だから、セブチの香港公演は、強情を張り続けた私の背中を押すのにうってつけのきっかけだった。公演ももちろんすごく楽しかったし、ものすごい至近距離で彼らを拝むことができてこれ以上ないほどに幸せだったのだけど、香港に滞在した4日半は、それだけでは語りつくせないほどに私にとって大事な時間になった。

 

なーんてね、あとから書けばいくらでもそれっぽい話にできるんだ。嘘を書いたわけではないけれど、そんなに綺麗な話で片付くものでもない。

家族からも自分からも迫りくるモラトリアムの終わりからも、何もかもから逃げたくて、自由になれることを期待して香港行きのチケットを取ったはずだったのに、海を越えて一人になっても、私の心は日常に縛り付けられたままだった。

せっかくの非日常なのに、それを素直に味わうことのできない自分に心底がっかりした。異国の電車に乗っているのに、私のスマホの画面に表示されるのは日本語ばかり。ツイッターをスクロールするのを止めない自分の指が疎ましかった。何してるんだろう、何のために来たんだろう。

異国は万能薬じゃない。日本を飛び出しただけで、すべてが解決するわけじゃないのだ。そのことに気が付いたのは、残念ながら帰国してからだった。

だから、さっき一人旅と書いたけれど、香港で過ごしたこの4日間は「旅行」でありこそすれ、「旅」とは呼べないな、と思う。もともとの意味にさしたる違いはないのだろうけれど、私にとって「旅行」とは非日常を楽しむもので、「旅」とはたとえ一瞬でもその土地で「生きる」ことだ。どっちが良いとかいうものではなく、目的が違うのだ。

友人と訪れる見知らぬ土地には楽しさと思い出を求めるだろう。卒業旅行で友人たちと行ったヨーロッパも、台湾も、とてもとても楽しかった。

けれど私は、旅がしたくて香港に行ったのだ。知らない土地の空気を吸って、その土地の食べ物を食べて、自分とは異なる言語を使う人たちの中で、私のことなど誰も知らない世界で生きてみたかった。

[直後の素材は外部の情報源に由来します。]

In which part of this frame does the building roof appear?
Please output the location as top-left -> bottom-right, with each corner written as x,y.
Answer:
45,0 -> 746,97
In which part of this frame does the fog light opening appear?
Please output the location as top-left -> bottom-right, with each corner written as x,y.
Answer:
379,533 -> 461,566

とっても楽しかったし、大好きな場所になった。でも日本に紐付けられた自分を振り払えなかったし、だから香港という場所を全身で感じることもできなくて、そのことを後悔している。

 

それでも、やっぱり行ってよかった。大事な時間だったことに変わりはない。

何よりも良かったのは、案外なんとかできるだけの力が自分にある、というのを実感できたことだろう。

いくら周りが私のことを優秀だと認めてくれたところで、私自身が私を認めてあげられないまま生きてきた。それは親の過保護ゆえに肥大してしまった自己無力感であり、私よりも何万倍も何億倍も優秀で尊敬すべき友人たちに恵まれたがゆえに成長した劣等感でもある。

最近では意識して少しずつ自分の力で自分の生を制御できるようになろうと努力しているけれど、私はまだ他者(特に家族)への依存から抜け出せていないし、未だに自力で何かを決断するということがとても苦手だ(このあたりのことは、少し前の記事で書いた)

一時ひどく反発した甲斐あってか、今でこそ親の方が過保護にすまいと努力してくれているのを感じる。それは間違いなく状況を良い方向に導いていると思うけれど、それでも根本的な解決には程遠い。変わる必要があるのは親だけではない、私自身だからだ。ところが20年という歳月の間でしっかりと私に根付いた劣等感や無力感はなかなかにしぶとくて、誰よりも私が一番、私のことを諦めている。何よりもタチが悪いのは、私がそれを親に責任転嫁していることだ。自分が動かない言い訳を親のせいにしている。

 

ところで、少し余談をしよう。私はよく、オタクしてる時が一番輝いてる、と冗談を言う。オタクを自称するのに若干自虐的な響きがあるから冗談として成立するわけだが、茶化しているだけで、これはまったくの本心である。気持ちの向くままにアイドルに愛を注ぐという行為は100%私の意思でなされていることであって、そこに親も他者も介在しない。自分の意思で彼らを愛しているとき、私は少し強くなれるような気がする。私の体が、私の感情が、思考が、私だけのものになっているという実感がある (だから私はアイドルオタクであることを絶対に引け目に思ったりはしない、そういう時の自分は結構好きだからだ)。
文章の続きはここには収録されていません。